Today is t = 0. You may assume the discount rate is 0%. Vapepsi is seeking to
Question:
Today is t = 0. You may assume the discount rate is 0%. Vapepsi is seeking to raise money for international expansion by issuing a conditional convertible bond. This bond is a 1-year zero coupon bond with face value $20M. Information about the conversion conditions is provided further below. The expansion can have outcomes A, B, or C, with probabilities 20%, 30%, and 50%, respectively.

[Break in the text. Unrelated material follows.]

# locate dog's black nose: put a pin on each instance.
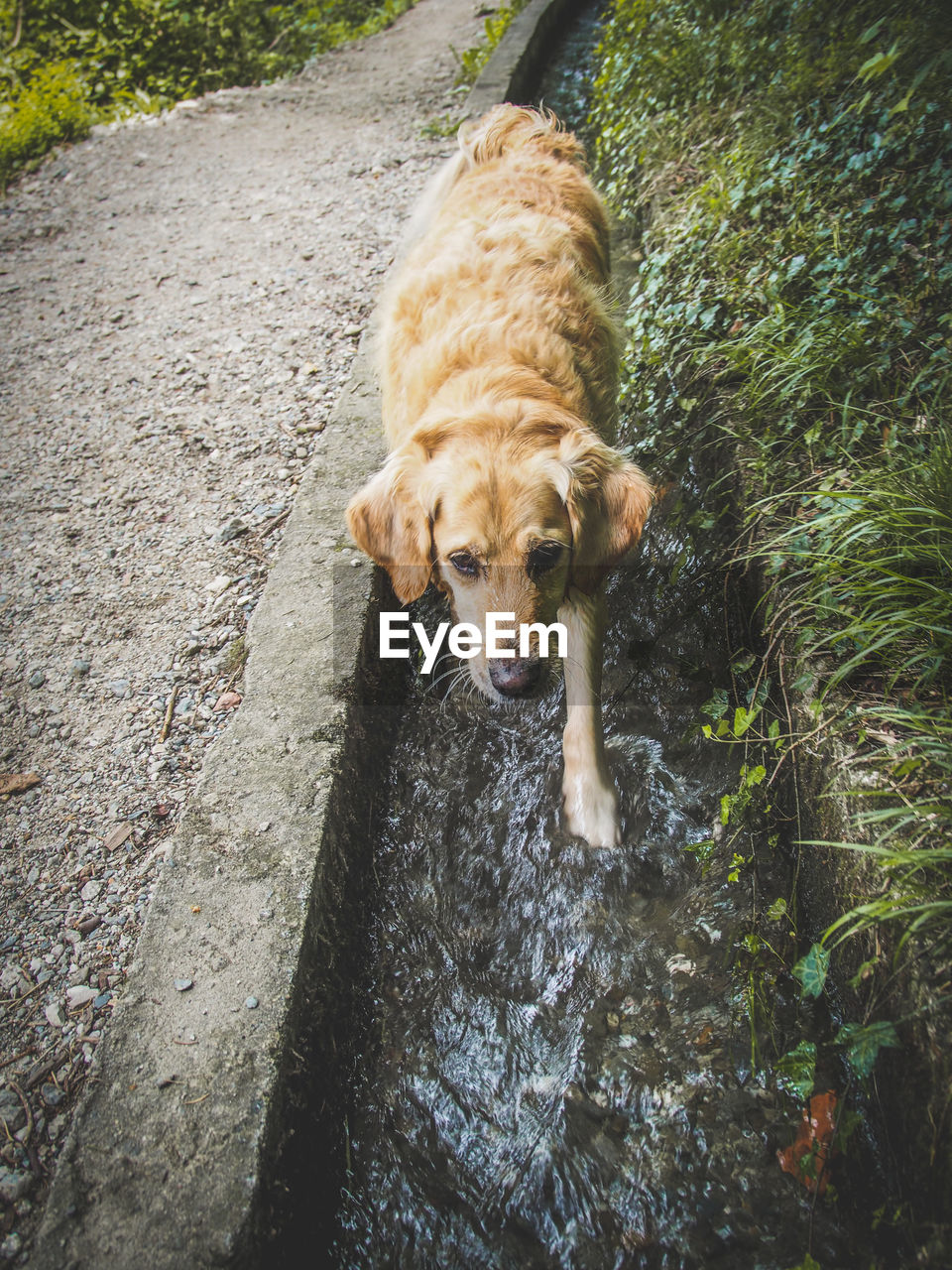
(515, 676)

In those outcomes, the value of assets at t = 1 would be $420M, $50M and $25M, respectively. These asset values are values prior to any debt repayment. At t = 0 there are 5M shares outstanding. The company also has two pre-existing bonds: Bond A and Bond B. Both bonds are 1 year zero coupon bonds with face value = $10M. In case of default, Bond A ranks senior to both Bond B and the convertible bond. Bond B ranks equal with the convertible bond in case of default.
The conditional convertible bond gets converted into 5M shares only if outcome B occurs. In all other outcomes, it remains a regular bond. You write down one equation for the fair price of the convertible bond at t = 0, where some of the numbers have been replaced with letters: Price of Convertible Bond = 20%(X) + 30%(Y) + 50%(Z)
In the equation above what is X? What is Y? What is Z?